# Accept this or no?



## uconduit (Jun 6, 2012)

....


----------



## hardworkingstiff (Jan 22, 2007)

uconduit said:


> ....


That did not answer the question


----------



## rexowner (Apr 12, 2008)

Link to "this article" doesn't appear to work.

I had a sheet metal guy suggest the same idea (not the specific
product) to me once. I didn't do it.


----------



## piperunner (Aug 22, 2009)

NO i would not wrap any conductor with any thin copper foil .


----------



## eric7379 (Jan 5, 2010)

hardworkingstiff said:


> If you were and inspector, would you allow me to wrap this product (of the correct thickness cut to the correct width and length) around the fine stands of mining cable and then terminate it on breaker lugs?
> 
> This article (which in part says)
> 
> This is a much more cost effective way of terminating fine stranded cable than using pin terminals.


Is it approved or listed for what you are wanting to use it for? If not, then :no::no:.

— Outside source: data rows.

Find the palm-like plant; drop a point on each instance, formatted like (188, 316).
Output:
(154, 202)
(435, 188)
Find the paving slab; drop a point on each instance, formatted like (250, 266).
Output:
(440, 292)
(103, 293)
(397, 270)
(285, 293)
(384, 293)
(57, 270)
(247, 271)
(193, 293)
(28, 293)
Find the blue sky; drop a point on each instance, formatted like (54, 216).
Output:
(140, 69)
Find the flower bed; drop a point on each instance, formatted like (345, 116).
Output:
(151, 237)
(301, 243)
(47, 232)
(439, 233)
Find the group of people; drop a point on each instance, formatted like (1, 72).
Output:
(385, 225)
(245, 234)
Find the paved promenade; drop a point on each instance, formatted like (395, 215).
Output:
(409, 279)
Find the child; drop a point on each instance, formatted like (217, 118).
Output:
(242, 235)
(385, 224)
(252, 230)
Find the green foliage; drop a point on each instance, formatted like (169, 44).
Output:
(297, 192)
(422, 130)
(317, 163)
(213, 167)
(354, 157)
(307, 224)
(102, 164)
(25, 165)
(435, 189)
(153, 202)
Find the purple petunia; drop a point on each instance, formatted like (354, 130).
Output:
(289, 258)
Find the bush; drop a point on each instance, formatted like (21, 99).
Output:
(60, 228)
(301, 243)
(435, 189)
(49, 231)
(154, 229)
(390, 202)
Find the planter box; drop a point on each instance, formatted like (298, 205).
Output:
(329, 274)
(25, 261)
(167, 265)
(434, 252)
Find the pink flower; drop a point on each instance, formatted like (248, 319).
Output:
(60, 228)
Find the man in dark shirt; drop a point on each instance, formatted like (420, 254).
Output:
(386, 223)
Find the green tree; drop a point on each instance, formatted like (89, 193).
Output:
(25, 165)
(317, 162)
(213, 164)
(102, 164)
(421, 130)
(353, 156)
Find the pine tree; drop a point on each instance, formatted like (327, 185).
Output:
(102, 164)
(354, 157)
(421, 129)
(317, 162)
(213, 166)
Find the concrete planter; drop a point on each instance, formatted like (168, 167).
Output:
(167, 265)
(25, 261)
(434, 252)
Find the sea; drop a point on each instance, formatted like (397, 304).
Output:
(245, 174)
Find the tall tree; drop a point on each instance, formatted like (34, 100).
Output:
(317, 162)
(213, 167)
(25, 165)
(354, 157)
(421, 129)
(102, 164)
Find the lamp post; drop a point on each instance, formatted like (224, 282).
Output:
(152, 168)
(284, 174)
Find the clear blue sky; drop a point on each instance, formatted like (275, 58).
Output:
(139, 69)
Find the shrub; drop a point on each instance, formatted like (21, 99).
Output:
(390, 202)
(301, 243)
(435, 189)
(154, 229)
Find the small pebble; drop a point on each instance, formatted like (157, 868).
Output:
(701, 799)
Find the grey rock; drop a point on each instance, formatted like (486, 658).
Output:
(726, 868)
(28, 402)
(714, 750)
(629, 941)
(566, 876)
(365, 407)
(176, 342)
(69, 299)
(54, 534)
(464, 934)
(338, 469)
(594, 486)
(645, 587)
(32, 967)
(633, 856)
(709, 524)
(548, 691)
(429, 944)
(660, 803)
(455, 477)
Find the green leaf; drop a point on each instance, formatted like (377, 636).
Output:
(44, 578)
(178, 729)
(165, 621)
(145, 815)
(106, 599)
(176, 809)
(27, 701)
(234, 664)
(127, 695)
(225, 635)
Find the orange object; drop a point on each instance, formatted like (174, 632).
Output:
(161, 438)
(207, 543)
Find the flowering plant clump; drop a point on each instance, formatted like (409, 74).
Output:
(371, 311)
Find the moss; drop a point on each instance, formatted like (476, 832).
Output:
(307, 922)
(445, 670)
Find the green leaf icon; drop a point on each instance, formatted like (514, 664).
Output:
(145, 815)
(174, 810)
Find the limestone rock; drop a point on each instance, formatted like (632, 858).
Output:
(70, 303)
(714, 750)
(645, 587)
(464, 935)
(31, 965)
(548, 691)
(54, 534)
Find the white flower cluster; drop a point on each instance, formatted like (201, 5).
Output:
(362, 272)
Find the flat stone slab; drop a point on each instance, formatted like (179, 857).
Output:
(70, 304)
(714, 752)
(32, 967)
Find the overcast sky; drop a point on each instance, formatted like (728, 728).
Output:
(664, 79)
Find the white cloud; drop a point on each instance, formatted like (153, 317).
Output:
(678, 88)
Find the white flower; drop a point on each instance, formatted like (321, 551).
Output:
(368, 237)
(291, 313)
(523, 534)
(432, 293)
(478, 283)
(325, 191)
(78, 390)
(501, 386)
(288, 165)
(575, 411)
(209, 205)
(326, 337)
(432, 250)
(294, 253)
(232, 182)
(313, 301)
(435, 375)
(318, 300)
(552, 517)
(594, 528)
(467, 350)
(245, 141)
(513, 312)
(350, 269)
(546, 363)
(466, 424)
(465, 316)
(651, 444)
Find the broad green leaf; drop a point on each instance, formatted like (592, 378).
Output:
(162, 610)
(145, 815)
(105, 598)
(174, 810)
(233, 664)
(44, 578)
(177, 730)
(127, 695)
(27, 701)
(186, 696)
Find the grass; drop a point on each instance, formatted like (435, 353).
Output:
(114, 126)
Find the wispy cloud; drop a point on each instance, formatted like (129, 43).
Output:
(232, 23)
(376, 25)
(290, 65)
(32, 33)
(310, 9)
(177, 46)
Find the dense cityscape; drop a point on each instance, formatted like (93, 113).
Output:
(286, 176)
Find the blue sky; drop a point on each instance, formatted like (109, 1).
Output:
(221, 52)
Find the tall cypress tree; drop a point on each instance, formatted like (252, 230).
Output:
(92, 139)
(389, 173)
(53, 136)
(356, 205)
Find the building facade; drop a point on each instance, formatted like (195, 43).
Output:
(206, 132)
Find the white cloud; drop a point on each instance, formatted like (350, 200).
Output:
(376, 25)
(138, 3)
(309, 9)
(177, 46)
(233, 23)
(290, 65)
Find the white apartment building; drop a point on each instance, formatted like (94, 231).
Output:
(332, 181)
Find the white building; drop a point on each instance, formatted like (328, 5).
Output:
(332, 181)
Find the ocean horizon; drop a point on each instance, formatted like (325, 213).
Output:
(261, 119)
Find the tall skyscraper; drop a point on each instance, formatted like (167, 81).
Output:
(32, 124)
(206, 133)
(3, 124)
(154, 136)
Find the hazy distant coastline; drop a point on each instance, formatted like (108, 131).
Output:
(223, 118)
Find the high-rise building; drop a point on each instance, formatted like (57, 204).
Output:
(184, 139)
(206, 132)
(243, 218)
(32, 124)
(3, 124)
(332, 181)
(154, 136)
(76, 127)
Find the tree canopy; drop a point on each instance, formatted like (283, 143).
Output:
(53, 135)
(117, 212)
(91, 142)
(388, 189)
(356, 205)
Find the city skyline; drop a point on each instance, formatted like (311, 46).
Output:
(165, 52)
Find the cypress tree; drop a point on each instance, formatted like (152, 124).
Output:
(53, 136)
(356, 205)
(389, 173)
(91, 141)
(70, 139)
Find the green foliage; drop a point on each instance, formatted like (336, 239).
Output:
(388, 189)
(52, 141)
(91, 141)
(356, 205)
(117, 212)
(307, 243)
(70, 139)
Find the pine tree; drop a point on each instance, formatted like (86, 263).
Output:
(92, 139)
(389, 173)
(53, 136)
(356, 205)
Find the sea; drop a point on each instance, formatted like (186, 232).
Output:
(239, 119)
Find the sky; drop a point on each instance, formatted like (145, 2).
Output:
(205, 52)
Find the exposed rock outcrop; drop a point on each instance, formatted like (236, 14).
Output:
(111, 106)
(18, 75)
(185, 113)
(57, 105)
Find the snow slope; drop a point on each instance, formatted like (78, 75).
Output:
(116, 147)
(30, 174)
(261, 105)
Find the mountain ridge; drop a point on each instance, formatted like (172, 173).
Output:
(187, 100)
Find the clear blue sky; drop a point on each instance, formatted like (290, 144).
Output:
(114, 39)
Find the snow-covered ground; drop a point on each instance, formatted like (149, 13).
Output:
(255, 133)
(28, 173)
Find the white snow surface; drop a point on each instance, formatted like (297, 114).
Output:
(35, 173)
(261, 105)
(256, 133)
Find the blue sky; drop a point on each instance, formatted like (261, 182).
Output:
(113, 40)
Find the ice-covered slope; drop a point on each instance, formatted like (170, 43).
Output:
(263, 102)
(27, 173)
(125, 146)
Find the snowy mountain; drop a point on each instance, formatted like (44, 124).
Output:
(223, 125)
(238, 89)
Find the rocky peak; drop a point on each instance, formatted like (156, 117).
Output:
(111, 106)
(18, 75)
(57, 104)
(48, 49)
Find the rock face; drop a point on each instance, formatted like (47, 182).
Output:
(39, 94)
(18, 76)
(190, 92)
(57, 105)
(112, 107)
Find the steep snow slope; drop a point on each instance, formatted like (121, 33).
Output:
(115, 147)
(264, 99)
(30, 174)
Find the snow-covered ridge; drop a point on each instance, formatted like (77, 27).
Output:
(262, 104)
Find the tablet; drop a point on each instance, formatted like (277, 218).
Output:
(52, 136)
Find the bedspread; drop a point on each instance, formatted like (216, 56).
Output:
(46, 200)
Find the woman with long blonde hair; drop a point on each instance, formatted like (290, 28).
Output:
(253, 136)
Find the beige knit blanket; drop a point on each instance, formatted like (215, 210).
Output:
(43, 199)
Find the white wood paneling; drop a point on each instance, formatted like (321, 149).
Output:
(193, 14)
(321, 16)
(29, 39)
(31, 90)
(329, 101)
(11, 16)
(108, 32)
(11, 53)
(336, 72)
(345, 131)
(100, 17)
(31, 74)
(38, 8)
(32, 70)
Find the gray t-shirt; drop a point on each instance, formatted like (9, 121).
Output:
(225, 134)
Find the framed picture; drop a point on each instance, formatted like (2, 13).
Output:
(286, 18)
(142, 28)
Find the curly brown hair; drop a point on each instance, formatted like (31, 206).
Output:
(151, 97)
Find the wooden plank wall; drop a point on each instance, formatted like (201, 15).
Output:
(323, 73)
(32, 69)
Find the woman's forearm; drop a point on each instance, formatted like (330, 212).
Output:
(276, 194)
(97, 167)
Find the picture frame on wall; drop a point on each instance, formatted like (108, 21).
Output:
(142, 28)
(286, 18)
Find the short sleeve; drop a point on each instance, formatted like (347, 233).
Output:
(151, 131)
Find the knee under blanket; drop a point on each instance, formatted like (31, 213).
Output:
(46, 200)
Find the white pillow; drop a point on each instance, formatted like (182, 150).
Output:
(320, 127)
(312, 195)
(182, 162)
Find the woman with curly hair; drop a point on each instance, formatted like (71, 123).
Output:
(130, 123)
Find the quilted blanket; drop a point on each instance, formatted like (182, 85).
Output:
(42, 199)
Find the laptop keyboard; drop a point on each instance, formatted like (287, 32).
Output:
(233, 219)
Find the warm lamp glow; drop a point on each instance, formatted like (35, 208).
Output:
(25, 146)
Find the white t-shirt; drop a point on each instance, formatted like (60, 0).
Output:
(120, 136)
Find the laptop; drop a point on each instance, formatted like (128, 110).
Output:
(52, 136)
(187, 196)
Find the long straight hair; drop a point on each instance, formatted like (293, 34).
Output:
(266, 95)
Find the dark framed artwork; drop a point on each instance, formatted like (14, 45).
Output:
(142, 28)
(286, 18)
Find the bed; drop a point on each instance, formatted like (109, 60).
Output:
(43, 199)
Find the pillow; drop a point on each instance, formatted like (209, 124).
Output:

I am not an inspector, though.


----------



## uconduit (Jun 6, 2012)

I'm not an inspector but I don't believe that these sleeves would be ul listed because what guarantee is there that there would be enough pressure to make a solid connection with the strands.


----------



## uconduit (Jun 6, 2012)

http://static.schneider-electric.us/docs/Circuit Protection/0515DB0301.pdf


----------



## chicken steve (Mar 22, 2011)

sq D has a _specific_ product....? ~CS~


----------



## billtowner (Feb 16, 2013)

I know your standards are different to ours, but instead of using shim we used to use a thick strand out of a bit of scrap cable, you have to get the right size and wrap it around the ends of multi strand ( imagine putting a spring over the end of the core but it has no gaps ) cores when terminating into mcb's and contractors with crush terminals when we were restricted for space. It holds the fine strands together and allows them to snug down really tight with a good contact area. We used to do this in explosion proof enclosures we use over here for underground coal mining, and this equipment is usually overhauled every four years or earlier and I have never seen any dramas with cables terminated that way and the cables were generally reused again. It aways worked better than using shim, we didn't just do it because it was cheap and easy.


----------



## BBQ (Nov 16, 2010)

billtowner said:


> I know your standards are different to ours, but instead of using shim we used to use a thick strand out of a bit of scrap cable, you have to get the right size and wrap it around the ends of multi strand ( imagine putting a spring over the end of the core but it has no gaps ) cores when terminating into mcb's and contractors with crush terminals when we were restricted for space. It holds the fine strands together and allows them to snug down really tight with a good contact area. We used to do this in explosion proof enclosures we use over here for underground coal mining, and this equipment is usually overhauled every four years or earlier and I have never seen any dramas with cables terminated that way and the cables were generally reused again. It aways worked better than using shim, we didn't just do it because it was cheap and easy.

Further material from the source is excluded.